Saudi Arabia’s Economic Overhaul Claims A Victim

Bloomberg /Riyadh/Dubai

At a Riyadh office of construction giant Saudi Oger Ltd, dust covers the desks, cigarette butts and empty water bottles litter the floor, and the mailbox is stuffed with crumpled envelopes. The parking lot of another Oger facility a mile away is barricaded and filled with trash. And at headquarters, a few blocks farther west, a lone administrator is left to handle the concerns of angry workers.

Oger has long been one of Saudi Arabia’s top-two builders, a behemoth behind projects such as the 492-room Ritz-Carlton hotel in Riyadh, the sprawling campus of King Abdullah University of Science and Technology on the Red Sea coast, and a quartet of power plants that supply oil giant Saudi Aramco. But in July, Oger shut down after years of mismanagement and the departure of top executives, leaving behind thousands of unpaid workers — typically immigrants whose residency permits are tied to their jobs — and at least $3.5bn of debt, according to people familiar with the matter.

Oger’s fall highlights a dramatic reordering of the business climate under Crown Prince Mohammed bin Salman. For decades, the economy had been dominated by a small number of favoured companies that get state contracts for everything from mosques to government ministries to high-speed rail lines. 

As Prince Mohammed seeks to wean Saudi Arabia off oil revenue and cut the government deficit, those companies are struggling to stay afloat. “There’s an element of the government allowing this to happen as a demonstration of what the current environment requires,” says Crispin Hawes, a managing director at Teneo Intelligence, a political risk consulting firm in London. “That’s a very public recognition of a change in sentiment.”

The shift has reverberated throughout the economy.
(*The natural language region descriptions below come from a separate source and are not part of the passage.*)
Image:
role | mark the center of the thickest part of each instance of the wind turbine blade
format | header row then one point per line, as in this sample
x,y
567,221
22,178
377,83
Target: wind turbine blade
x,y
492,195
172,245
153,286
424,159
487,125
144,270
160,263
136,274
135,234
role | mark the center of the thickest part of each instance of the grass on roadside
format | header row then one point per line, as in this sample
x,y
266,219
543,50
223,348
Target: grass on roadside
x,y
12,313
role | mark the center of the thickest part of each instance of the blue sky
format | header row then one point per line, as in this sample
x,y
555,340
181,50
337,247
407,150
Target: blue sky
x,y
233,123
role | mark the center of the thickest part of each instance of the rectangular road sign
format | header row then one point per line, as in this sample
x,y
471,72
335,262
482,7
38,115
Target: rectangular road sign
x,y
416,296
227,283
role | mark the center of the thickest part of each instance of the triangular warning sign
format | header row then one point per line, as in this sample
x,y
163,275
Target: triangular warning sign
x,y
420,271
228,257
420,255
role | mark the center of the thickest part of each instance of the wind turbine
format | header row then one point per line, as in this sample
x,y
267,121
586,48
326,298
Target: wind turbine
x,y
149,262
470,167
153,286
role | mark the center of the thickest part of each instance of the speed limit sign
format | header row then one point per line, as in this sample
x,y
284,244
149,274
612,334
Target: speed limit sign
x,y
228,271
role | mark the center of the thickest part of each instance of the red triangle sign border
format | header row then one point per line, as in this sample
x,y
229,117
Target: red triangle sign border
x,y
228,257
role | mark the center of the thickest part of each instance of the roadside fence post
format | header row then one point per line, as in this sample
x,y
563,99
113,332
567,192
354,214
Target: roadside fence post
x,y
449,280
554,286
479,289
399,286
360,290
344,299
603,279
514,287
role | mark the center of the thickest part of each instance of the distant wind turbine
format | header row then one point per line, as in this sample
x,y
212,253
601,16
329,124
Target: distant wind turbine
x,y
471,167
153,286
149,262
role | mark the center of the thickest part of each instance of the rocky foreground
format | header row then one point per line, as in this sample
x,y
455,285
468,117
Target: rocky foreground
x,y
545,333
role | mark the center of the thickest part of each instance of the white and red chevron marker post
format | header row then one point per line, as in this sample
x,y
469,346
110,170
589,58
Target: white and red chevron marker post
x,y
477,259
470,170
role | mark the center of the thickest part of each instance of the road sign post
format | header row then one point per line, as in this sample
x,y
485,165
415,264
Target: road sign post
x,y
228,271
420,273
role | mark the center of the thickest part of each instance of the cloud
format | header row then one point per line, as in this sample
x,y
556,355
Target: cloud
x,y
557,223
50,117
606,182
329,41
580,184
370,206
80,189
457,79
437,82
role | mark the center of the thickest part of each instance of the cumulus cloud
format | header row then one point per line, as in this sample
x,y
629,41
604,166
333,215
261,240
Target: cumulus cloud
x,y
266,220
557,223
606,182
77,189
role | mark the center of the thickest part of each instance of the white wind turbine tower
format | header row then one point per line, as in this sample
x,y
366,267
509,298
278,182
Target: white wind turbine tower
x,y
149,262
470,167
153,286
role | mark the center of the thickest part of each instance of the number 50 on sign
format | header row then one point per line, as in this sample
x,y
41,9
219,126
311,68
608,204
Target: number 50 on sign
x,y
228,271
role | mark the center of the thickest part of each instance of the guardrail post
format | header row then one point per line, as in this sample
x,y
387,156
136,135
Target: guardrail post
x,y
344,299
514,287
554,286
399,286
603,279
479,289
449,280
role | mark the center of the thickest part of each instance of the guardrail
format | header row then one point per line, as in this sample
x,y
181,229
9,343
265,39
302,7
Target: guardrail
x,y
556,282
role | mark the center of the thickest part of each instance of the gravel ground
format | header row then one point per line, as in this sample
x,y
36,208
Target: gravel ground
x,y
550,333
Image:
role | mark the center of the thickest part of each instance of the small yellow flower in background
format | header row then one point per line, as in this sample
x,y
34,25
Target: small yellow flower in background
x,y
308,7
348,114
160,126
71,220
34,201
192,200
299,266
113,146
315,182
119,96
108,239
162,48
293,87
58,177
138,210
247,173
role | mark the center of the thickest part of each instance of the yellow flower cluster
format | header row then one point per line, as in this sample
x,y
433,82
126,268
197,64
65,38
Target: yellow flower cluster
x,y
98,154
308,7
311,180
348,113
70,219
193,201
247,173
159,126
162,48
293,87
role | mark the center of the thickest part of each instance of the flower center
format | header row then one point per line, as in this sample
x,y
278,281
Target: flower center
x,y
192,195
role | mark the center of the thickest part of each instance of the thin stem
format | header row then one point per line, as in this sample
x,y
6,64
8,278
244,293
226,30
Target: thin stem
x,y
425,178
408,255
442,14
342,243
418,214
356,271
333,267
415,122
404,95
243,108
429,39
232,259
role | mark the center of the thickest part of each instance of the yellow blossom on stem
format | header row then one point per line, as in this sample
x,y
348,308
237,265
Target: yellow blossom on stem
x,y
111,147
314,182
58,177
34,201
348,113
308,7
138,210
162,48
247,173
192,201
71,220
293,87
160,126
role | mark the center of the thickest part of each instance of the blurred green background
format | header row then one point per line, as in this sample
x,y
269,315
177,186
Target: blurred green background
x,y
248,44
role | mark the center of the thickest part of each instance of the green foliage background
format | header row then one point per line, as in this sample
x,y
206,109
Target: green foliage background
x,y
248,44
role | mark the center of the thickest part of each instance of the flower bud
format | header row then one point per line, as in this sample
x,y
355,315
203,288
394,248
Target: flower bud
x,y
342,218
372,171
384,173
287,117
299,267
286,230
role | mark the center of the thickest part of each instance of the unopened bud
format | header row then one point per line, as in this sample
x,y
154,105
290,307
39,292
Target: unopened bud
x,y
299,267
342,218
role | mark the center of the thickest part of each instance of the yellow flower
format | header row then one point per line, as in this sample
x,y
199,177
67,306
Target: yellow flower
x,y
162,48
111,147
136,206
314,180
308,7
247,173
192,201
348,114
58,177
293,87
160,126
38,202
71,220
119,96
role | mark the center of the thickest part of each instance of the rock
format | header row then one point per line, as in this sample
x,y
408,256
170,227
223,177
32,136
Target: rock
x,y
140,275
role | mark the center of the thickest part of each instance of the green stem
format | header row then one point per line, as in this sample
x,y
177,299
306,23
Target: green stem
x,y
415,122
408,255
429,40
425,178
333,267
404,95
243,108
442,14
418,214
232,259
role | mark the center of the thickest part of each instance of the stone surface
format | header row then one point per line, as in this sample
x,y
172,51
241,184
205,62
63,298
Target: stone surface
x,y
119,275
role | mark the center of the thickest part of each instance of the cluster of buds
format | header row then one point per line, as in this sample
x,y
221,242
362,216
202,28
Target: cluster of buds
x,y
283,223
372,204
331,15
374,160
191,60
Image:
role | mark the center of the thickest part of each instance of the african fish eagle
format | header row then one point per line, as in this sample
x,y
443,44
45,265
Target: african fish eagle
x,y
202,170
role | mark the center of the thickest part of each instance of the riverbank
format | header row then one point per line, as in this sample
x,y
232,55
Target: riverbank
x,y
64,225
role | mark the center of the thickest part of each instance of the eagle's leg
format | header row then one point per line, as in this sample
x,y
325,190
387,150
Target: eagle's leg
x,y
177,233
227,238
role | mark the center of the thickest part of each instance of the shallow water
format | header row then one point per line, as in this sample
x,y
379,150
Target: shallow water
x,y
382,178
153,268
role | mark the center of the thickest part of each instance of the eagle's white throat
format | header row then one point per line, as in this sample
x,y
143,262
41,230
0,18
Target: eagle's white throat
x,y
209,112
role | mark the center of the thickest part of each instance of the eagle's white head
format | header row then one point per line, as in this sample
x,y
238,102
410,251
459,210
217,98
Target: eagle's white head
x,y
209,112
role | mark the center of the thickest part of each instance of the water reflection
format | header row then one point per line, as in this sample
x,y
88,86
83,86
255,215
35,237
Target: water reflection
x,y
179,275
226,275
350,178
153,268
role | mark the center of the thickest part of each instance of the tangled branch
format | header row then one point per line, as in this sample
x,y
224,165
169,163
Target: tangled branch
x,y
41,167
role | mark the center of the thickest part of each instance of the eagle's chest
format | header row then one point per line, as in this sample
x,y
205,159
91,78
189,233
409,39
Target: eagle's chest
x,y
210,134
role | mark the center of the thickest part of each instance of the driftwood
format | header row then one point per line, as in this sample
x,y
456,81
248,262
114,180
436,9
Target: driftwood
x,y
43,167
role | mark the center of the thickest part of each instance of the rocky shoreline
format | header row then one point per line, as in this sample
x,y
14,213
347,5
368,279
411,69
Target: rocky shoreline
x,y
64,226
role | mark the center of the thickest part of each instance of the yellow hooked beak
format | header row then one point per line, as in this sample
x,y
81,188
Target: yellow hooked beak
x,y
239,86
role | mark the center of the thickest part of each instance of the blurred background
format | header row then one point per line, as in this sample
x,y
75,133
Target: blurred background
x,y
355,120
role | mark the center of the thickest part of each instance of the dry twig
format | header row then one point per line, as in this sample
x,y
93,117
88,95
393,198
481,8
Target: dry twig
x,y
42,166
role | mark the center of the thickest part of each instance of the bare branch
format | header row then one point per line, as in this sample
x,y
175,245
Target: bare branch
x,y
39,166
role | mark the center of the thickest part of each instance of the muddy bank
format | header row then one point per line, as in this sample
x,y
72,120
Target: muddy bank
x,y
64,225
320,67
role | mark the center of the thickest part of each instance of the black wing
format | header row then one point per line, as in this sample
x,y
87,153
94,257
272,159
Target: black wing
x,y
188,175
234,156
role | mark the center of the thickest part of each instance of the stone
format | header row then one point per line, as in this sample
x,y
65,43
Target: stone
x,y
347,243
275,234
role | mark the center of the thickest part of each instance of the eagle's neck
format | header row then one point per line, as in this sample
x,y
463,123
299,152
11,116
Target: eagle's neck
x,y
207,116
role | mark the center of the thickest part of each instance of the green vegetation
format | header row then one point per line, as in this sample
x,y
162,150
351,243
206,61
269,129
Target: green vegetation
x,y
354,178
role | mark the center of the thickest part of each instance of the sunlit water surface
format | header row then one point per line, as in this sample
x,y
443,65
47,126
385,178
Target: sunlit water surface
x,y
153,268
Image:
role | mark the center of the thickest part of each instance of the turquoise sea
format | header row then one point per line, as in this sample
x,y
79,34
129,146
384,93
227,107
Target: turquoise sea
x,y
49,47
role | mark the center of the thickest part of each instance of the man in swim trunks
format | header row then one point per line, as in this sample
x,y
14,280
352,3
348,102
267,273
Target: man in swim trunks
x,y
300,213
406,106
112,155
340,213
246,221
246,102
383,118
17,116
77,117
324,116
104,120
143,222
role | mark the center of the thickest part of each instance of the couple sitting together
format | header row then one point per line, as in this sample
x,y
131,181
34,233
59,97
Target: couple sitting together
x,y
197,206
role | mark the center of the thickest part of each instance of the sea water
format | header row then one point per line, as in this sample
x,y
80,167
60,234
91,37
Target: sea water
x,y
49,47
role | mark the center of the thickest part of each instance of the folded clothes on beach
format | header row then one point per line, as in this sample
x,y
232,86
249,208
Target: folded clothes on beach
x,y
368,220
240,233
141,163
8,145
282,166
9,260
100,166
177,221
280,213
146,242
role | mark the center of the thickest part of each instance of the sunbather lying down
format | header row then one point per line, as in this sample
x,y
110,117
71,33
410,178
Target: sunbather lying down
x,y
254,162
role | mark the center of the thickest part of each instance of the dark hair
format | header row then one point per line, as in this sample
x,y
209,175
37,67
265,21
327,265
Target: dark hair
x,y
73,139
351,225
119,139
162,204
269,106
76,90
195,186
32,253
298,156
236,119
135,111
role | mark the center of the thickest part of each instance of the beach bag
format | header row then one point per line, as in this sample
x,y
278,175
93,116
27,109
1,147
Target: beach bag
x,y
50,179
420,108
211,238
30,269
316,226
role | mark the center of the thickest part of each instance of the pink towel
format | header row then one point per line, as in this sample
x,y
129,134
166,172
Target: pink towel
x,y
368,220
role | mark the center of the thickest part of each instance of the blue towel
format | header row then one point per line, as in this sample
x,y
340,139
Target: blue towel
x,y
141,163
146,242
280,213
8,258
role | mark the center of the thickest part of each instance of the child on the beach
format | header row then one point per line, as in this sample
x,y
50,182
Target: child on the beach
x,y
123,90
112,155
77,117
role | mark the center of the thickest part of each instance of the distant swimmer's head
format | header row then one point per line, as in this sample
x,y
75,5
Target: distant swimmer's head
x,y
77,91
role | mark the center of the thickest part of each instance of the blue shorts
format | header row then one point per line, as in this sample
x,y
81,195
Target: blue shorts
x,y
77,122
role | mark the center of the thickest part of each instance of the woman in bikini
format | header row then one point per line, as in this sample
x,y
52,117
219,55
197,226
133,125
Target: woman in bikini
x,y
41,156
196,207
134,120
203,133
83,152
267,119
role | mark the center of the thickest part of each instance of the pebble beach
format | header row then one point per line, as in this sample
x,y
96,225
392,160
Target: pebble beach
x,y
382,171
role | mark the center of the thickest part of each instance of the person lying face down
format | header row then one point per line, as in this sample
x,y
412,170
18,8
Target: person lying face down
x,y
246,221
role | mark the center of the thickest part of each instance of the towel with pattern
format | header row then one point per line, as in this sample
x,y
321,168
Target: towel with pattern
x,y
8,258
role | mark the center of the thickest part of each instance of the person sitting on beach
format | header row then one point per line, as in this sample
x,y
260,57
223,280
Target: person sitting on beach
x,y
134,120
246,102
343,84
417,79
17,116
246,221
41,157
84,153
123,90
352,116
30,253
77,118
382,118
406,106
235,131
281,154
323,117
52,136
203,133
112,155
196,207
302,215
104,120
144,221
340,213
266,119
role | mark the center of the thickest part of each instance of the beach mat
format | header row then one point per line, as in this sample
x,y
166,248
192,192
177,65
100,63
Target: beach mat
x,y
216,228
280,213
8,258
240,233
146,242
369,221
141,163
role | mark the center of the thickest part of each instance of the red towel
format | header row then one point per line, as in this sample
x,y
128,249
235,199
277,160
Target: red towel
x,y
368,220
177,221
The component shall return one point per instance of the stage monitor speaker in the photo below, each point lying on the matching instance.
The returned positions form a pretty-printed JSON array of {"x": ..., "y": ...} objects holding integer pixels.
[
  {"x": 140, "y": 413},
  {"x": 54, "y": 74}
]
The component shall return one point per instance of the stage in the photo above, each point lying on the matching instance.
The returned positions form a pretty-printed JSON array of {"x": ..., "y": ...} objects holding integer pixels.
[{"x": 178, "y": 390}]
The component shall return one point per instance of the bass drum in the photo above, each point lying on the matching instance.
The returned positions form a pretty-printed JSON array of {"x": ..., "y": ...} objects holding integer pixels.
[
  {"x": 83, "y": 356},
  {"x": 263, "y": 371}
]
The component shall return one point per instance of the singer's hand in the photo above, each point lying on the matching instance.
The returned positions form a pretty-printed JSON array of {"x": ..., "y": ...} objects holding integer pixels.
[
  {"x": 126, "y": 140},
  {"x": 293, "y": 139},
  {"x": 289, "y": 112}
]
After Prince Mohammed reduced pay for civil servants, retailers faced a consumer spending rut. Companies that supply medical devices have complained of cutbacks as healthcare purchasing was curtailed. When the government pared subsidies, petrochemicals companies began paying more for feedstock. Construction, with its reliance on cheap foreign labour and government contracts, has been among the hardest-hit sectors, and Oger’s main competitor, Saudi Binladin Group, has also struggled.

The prince’s plan — called Vision 2030 — centres on privatisation and easing the way for foreign investment, meaning that once-cosseted Saudi enterprises will face newly invigorated competition. Under the reforms, overseas companies in engineering and several other sectors will be freed from rules that require a local partner, giving them greater leeway to secure business in the kingdom. 

“Opening the market directly to foreign construction companies should help with the implementation of the development programme,” says Monica Malik, chief economist at Abu Dhabi Commercial Bank.

Oger’s collapse has been swift, with the value of its contracts plunging from $8.9bn in 2014 to about $850mn this year, according to researcher Meed Projects. In 2015 the government delayed payments to builders, spurring Oger and Binladin to stop paying employees for months. Workers at both set fire to company buses in protest, and one Filipino employee of Oger hanged himself in despair.

While the government resumed some payments last year and Binladin is limping along, work remains hard to find. The value of public construction contracts shrank from $60bn in 2013 to $18.6bn in 2016, Meed estimates. 

In an interview with Bloomberg News last year, Prince Mohammed hinted he was willing to let Oger fail. The prince said he’ll honour the state’s commitments to Oger, but if it can’t pay contractors or workers, “that’s their own problem.”

It’s unclear what will happen to Oger’s assets and debt, but its failure indicates that in terms of economic ties to the government, “there’s no privileged relationship any longer,” says Marwan Iskandar, a Lebanese economist. Saudi officials didn’t answer requests for comment. Hariri’s office referred questions to the company’s lawyer, who didn’t respond to messages.

Oger’s difficulties are abundantly clear at its headquarters, a low-rise building in southern Riyadh. In the punishing heat of a recent summer morning, despondent employees stream in seeking end-of-service certificates and plane tickets home. Amanah, a 41-year-old Filipino engineer who declined to give his full name, estimates he’s owed 80,000 riyals ($21,300) in salary for the past two years. Foreign workers “have no money. What can I do?” he says. Jamal al-Zoubi, a Jordanian project manager whose residency permit has expired, can’t leave the country because he has 20,000 riyals of debt. Despite a court decision ordering Oger to pay him more than 750,000 riyals, he’s received nothing. 

“My brother is helping, but some people aren’t as lucky,” says al-Zoubi, a 46-year-old father of five. “The situation is miserable.”